Jian Liu, the chief operating officer of Luckin Coffee (OTC:LKNC.Y), inflated sales figures by fabricating transactions and expenses at least from April 1 through Sept. 30, according to a press release from the company on Thursday. This bombshell release also states that an internal investigation found fabricated transactions amounting to 2.2 billion renminbi, also known as yuan, which translates to more than $300 million by current exchange rates.

As of this writing, shares of Luckin Coffee are down around 80% as a result.

A steaming coffee cup.

Image source: Getty Images.

It was true after all

The inflated sales figures come from the second quarter of 2019 through the fourth quarter of 2019. Consider that Luckin Coffee reported net revenue of 2.4 billion renminbi during Q2 and Q3, and was guiding for between 2.1 billion renminbi and 2.2 billion renminbi in product revenue for the coming Q4, excluding any potential revenue from its new partnership model. In other words, a very major part of its business is in question. Therefore, its stock price plummet reflects the gravity of the situation.

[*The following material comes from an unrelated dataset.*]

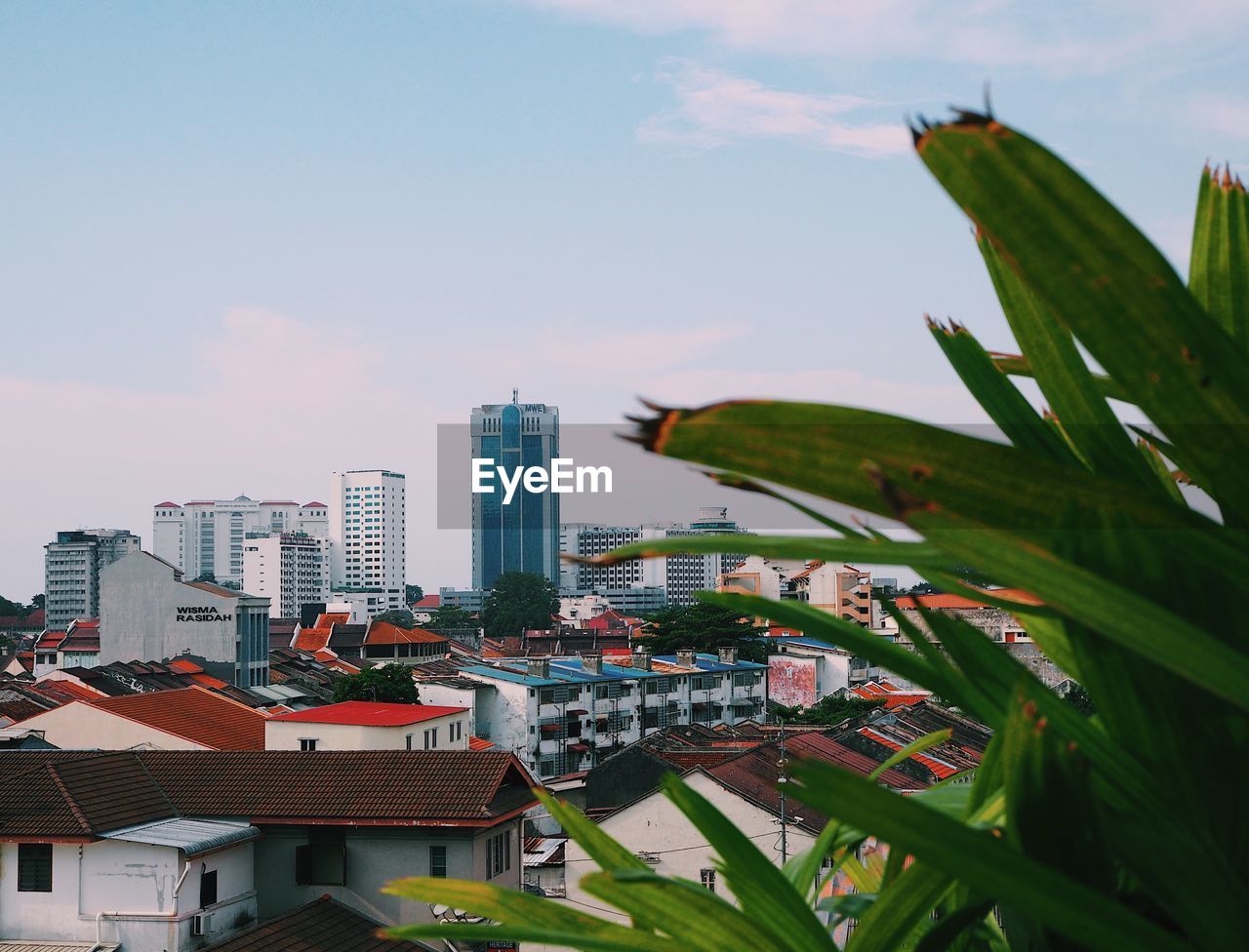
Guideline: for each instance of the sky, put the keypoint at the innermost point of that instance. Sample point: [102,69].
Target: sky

When it comes to stocks of Chinese companies, investors are often fearful of fraudulent numbers. But this situation is made worse because Luckin Coffee was previously accused of inflating sales by a short seller called Muddy Waters Research, causing the stock to briefly sell off. On Feb. 3, Luckin's management had responded by saying these accusations were totally false. But now it's clear that it was true, and investors can't rely on reported results or future guidance numbers, at least for now.

If there's any silver lining to a report as terrible as this, it's that today's news is the result of an internal investigation. Luckin Coffee management has found the problem, suspended those involved, including Liu, and is having its findings independently verified. That said, it will take some time to definitively determine how bad this scandal is, and even longer to regain shattered investor confidence.